With a word to Kefentse, she guided Laurence and Granby and Hammond down to the encampment and through its cramped and narrow lanes, which housed to his surprise many thousands: men, women, children, dazed with both destruction and liberation. “Some are the descendants of those stolen,” she said, “and do not remember their home in Africa.”

 

“And others,” Granby said to Laurence in an undertone, “haven’t anything to do with the Tswana at all, I imagine: those dragons don’t seem likely to me to be so very particular about who they have found, so long as they have found someone.” He started guiltily, seeing Lethabo’s eye upon him overhearing.

 

“But he cannot be wrong,” Laurence said to her, when they had gone back into the dockside house which, being one of the remaining standing buildings, served presently as her headquarters. Supplies of foodstuffs and clothing salvaged from the wreckage filled the rooms, and they sat among barrels of salt beef. “I can scarcely believe that so many would have been taken before provoking that answer, which your dragon country-men have made, of smashing the slave ports; and you yourself have told me that not one in ten could have survived this far. The greater share of those you have rescued cannot be of the Tswana.”

 

“If it were so,” Lethabo said, “and yet they claimed ancestry or some distant memory, would that be less true than the rebirth of our ancestors as the dragons who guard us?”

 

He did not know how to answer her: she had been the wife of a missionary and, he thought, too good a Christian to believe in that superstition; she saw his confusion and shook her head. “I do not call that a lie,” she said, “which when believed is true; and I think God loves justice better than the letter of the law.
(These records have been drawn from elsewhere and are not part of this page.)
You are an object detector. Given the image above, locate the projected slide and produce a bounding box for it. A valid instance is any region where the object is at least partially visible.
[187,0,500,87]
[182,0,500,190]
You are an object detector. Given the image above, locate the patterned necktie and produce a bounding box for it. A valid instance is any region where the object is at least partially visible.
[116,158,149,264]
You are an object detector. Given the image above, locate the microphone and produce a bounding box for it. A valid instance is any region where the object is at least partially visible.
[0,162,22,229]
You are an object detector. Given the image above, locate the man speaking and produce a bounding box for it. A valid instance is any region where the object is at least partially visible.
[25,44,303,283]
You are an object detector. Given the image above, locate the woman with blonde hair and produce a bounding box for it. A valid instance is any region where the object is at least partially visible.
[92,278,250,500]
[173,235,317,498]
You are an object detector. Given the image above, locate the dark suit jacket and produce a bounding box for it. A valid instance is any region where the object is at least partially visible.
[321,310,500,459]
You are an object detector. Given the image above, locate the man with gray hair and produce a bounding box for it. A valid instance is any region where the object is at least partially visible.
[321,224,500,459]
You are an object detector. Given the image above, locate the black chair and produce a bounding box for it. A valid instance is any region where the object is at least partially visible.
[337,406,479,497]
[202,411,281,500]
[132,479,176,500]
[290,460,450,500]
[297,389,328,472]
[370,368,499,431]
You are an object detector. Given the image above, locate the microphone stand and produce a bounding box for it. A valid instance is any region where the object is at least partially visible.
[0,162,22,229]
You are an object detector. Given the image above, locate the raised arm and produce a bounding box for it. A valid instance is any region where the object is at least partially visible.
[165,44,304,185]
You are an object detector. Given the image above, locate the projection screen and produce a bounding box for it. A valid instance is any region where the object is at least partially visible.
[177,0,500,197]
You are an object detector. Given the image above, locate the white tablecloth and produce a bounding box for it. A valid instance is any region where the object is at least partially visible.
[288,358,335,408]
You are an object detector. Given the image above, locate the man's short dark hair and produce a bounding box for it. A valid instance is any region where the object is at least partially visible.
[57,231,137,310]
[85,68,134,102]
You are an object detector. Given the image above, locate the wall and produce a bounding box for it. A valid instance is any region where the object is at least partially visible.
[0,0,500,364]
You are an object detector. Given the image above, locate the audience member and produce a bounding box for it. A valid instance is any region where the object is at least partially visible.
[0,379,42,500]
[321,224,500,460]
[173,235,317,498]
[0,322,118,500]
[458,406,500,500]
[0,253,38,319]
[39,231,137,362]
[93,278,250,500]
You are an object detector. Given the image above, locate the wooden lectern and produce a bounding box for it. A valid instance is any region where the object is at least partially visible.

You will forgive me a moment.”

 

She rose, for another four survivors had that moment come rushing into the house: a man and a woman with a child in arms and an older one clinging to her hand. They looked with fear over their shoulders at the middle-weight dragon who had deposited them before the door; in contrast the beast stood outside hunched down and peering in after them, with a hopeful air.